W odejściu ze sceny rodzimym klaunom pomoże z pewnością inna kabareciara z reputacją, pani Georgette Mosbacher która wcale ze sceny zejść nie chce i już oferuje swoją aktywną rolę w nowym polsko-amerykańskim rozdaniu. Żałosny makijaż ten sam, rozpychanie łokciami to samo. Tyle że beneficientem kabaretu będzie w tym przypadku kolejny amerykański Uber. – Ten typ tak ma – na miejscu wydaje się cytat z Laskowika który tłumaczył Smoleniowi meandry wciąż odpadającej rury wydechowej Syrenki w czasach słusznie minionych.

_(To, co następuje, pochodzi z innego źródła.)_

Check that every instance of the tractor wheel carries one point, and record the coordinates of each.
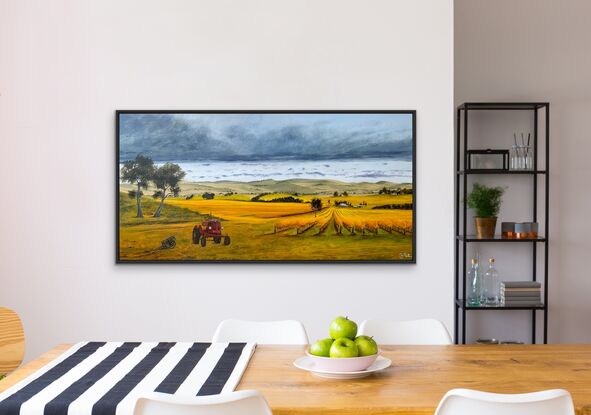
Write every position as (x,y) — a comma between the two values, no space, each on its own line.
(196,235)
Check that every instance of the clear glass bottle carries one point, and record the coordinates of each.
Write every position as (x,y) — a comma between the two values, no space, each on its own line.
(513,158)
(474,290)
(491,286)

Ten nadchodzący kabaret winien być przedmiotem szczególnie inteligentnej rozgrywki z naszymi sojusznikami a nie wasalnej troski o własną polityczną pozycję której wymownym probierzem jest owacja na stojąco polskiej prawicowej sceny politycznej i skandowanie “Donald Trump“. Wizerunek równie zabawny co przygnębiający dla tejże elity – deficyt intelektu to najlepsza recepta na słaby kabaret.

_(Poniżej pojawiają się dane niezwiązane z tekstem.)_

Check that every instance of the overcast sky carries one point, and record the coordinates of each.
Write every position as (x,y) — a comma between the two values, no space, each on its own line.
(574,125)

Odejście Tuska, Sikorskiego i paru innych rządzącej formacji stanie się faktem nie dlatego, że Trump jest politykiem szczególnie pamiętliwym – być może jest. Raczej dlatego, że Trump jest dziś politykiem znacznie bardziej pragmatycznym niż kilka lat temu. A w kabarecie raczej trudno go sobie wyobrazić. Zamknięte dla Sikorskiego salony amerykańskiej polityki sa reakcją na jego błazeńskie, kabaretowe z punktu widzenia polityka, wypowiedzi na temat Amerykanów które, nota bene, są im od dawna znane. Podobnie jak utrata twarzy przez Tuska w stosunkach międzynarodowych, dziś obserwowana na salonach zarówno amerykańskich jak i jego rodzinnych, niemieckich.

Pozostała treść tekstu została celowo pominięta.